Os últimos dois dias no hospital foram provavelmente os piores, a presença de minha mãe já não era mais bem-vinda, sentia-me traído, nenhuma pessoa conhecida parecia ser confiável o bastante, qualquer momento parecia oportuno para atacar com a faca do almoço e perguntar como haviam tido coragem de matar Bernardo. Felizmente o único sentimento mais forte que o ódio era a frieza, meus pais não haviam sido os únicos envolvidos e precisava me vingar do máximo de pessoas possíveis antes de ser pego.
Na tarde do sétimo dia meu pai aparece, o homem tinha uma expressão séria e inflexível, sem muitas palavras ele anuncia que é hora de irmos para casa. Deixo o quarto cumprimentando os médicos e a equipe de enfermagem com acenos de cabeça, até mesmo aqueles que me seguraram em meu ataque de raiva contra Dolores.
A viagem é dolorosamente silenciosa, mesmo tendo muito a se ouvir, a quietude de ambos mostra que algo está errado, o filho de um casal sobrevive milagrosamente a um incêndio "acidental" e não há nenhum sentimento de gratidão ou benção, apenas silêncio, um silêncio culpado de quem sabe o que fez e quase acidentalmente matara o próprio filho, talvez esse fosse o único acidente em toda essa história.

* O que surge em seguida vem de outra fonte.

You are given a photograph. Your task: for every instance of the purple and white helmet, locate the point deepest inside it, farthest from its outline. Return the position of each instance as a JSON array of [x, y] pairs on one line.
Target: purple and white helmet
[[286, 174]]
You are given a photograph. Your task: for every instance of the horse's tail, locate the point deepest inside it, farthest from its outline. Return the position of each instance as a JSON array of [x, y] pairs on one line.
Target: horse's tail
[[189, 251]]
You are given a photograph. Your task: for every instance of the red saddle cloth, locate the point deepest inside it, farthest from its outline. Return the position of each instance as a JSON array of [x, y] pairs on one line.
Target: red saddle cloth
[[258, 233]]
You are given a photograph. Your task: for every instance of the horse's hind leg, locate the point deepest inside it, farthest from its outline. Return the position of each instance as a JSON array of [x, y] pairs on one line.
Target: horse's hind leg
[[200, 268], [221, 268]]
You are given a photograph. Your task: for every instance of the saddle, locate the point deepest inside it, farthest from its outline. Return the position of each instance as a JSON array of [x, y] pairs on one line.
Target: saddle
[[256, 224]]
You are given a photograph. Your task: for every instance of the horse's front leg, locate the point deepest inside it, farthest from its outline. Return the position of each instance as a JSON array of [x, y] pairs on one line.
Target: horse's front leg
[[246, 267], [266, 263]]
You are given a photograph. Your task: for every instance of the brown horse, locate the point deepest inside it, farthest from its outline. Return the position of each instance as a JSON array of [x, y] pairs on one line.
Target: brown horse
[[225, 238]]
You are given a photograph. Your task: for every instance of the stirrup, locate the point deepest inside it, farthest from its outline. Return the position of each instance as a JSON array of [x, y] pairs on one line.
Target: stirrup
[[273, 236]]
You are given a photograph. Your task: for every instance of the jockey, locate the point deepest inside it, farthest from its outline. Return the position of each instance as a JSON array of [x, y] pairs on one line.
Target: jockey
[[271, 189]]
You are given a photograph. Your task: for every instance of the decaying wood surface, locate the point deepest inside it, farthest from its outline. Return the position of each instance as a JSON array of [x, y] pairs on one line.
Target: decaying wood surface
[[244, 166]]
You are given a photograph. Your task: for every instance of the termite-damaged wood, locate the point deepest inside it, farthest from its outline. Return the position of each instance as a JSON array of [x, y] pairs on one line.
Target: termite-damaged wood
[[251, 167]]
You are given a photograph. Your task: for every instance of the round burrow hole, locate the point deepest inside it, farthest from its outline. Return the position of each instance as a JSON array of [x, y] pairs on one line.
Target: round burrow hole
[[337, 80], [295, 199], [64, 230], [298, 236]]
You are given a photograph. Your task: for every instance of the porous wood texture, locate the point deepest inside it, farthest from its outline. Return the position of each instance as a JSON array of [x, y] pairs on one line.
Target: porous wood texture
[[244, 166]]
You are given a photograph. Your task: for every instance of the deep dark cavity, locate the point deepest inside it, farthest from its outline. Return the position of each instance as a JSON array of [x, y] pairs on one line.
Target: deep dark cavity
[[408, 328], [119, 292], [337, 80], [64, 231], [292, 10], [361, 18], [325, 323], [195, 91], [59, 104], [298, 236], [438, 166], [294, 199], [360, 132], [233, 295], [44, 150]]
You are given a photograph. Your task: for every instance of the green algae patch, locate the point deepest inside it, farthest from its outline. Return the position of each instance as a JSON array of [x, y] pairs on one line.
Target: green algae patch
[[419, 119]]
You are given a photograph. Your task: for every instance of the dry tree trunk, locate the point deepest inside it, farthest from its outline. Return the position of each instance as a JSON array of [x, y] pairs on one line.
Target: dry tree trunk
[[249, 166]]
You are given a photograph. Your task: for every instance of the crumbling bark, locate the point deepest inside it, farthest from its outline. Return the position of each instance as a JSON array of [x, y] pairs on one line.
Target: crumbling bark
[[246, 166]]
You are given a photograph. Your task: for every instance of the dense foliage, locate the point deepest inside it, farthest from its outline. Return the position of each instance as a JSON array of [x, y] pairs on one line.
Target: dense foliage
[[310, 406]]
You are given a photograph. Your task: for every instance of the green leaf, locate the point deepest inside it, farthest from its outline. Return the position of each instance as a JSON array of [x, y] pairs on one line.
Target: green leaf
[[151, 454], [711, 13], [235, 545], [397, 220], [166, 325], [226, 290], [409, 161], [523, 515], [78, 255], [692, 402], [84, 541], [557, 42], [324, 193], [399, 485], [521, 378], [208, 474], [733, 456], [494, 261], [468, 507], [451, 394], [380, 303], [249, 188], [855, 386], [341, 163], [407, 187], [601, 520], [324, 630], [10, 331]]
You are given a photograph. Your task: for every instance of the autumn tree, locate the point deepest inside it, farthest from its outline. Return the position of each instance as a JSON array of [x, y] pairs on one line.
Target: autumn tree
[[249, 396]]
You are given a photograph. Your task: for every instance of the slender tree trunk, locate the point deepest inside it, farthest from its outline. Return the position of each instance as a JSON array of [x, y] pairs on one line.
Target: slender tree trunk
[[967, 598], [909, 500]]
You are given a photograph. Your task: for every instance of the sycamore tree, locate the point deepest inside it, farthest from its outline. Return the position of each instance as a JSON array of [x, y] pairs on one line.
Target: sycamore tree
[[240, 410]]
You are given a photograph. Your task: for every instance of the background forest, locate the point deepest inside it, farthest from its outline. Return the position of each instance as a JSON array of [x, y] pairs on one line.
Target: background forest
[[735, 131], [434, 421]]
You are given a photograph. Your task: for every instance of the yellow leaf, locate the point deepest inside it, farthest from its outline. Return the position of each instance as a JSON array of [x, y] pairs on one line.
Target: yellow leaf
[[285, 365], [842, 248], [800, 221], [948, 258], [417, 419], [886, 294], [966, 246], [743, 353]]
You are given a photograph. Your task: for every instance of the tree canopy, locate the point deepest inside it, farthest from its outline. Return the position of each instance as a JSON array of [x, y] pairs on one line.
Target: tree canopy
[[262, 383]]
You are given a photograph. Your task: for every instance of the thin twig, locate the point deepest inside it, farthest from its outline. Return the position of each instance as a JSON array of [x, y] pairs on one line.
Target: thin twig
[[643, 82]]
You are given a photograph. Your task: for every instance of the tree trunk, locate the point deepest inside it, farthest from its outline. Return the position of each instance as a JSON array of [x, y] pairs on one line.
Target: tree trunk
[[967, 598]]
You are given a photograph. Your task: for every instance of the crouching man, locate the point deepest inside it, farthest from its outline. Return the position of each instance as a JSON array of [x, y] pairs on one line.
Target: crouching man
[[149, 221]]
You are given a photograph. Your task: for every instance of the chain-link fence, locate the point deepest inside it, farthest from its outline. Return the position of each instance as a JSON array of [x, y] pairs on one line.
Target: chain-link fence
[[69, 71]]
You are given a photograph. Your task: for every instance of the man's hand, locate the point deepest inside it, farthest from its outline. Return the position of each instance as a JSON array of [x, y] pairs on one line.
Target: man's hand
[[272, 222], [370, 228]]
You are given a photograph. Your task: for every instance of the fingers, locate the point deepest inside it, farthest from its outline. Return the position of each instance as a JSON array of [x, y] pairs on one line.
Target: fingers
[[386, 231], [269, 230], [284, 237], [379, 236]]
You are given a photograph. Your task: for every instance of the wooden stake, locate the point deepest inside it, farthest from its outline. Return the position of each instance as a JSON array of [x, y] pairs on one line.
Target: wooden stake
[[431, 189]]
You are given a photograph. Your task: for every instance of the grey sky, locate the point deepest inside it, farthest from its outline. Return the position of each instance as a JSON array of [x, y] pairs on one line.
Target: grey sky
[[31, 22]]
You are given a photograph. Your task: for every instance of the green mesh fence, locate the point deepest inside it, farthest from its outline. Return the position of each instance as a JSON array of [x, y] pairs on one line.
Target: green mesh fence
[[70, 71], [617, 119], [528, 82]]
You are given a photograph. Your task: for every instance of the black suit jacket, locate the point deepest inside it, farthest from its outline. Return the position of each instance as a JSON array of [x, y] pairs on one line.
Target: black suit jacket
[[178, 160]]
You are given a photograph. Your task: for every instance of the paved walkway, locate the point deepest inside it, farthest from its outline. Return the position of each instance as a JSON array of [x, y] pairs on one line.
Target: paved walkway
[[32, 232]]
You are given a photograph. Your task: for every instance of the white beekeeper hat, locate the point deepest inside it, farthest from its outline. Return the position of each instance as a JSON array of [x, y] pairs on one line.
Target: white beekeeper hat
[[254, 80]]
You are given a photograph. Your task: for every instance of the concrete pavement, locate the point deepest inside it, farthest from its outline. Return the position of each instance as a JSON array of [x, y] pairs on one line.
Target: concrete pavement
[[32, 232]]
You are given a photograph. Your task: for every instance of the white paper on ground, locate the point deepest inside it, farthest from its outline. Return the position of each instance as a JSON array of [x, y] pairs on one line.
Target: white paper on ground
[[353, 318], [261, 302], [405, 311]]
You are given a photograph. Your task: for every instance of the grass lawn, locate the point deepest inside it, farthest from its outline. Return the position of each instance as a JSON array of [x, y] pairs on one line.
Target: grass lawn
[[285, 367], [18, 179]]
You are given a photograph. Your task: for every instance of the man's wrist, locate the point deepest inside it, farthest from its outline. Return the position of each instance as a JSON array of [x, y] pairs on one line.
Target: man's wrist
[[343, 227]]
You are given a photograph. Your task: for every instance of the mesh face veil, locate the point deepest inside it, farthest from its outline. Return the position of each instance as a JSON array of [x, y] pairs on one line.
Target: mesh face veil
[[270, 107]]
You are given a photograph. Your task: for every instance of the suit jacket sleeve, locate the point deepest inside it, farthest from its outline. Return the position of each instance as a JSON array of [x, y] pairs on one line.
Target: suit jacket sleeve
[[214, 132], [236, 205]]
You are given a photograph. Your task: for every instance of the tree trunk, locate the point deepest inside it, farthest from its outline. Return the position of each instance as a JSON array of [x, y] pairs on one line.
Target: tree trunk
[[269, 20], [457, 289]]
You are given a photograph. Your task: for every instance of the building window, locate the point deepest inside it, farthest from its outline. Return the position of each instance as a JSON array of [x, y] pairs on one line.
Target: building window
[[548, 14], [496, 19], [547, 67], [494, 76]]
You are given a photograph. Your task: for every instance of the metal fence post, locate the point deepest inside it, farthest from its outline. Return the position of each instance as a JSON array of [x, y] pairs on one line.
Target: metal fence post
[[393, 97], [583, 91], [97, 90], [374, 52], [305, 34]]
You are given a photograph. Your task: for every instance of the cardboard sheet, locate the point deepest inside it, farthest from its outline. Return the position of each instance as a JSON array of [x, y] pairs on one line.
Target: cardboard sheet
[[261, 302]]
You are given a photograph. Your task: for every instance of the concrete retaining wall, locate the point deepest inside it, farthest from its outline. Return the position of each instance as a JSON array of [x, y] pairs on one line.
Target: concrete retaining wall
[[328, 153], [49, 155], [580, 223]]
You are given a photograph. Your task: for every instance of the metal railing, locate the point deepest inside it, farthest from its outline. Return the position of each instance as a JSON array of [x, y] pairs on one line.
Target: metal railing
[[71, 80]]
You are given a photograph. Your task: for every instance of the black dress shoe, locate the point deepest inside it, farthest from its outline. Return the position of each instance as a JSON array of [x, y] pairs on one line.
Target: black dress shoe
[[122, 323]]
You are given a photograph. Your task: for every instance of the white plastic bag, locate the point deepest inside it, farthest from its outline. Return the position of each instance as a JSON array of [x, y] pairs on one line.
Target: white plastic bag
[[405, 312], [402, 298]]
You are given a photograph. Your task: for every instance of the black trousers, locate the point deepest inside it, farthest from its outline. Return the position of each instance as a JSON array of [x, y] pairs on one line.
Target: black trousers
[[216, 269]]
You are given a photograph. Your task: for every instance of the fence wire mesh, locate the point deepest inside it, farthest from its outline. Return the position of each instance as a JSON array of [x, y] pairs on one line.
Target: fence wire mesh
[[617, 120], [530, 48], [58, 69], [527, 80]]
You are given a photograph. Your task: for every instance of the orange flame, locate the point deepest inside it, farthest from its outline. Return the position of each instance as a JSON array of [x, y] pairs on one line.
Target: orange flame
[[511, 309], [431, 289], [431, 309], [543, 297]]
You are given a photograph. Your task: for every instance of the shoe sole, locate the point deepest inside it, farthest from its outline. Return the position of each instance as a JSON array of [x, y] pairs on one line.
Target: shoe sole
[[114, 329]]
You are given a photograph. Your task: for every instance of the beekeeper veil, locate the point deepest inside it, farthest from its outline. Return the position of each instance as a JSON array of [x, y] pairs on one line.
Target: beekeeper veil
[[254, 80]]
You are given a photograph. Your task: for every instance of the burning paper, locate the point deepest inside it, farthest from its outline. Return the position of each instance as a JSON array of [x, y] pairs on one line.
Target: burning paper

Minha mãe poderia não saber do plano completo desde o início, por ter me deixado ir à biblioteca, mas agora era óbvio que estava tão ciente quanto todos os outros.
Como os prédios são próximos, passamos em frente à biblioteca para chegarmos à casa pastoral, nas cinzas e escombros do antigo prédio, há antigas prateleiras de ferro dispostas diante da tragédia, retorcidas e irreparáveis, não era visível do meu ponto de vista, mas nos fundos do prédio havia uma saída de emergência que levava à um pátio externo, ali bombeiros haviam encontrado meu corpo inconsciente e jogado a esmo, sem qualquer explicação lógica, era simplesmente impossível que tivesse saído do clube do livro para chegar ao meu local de encontro.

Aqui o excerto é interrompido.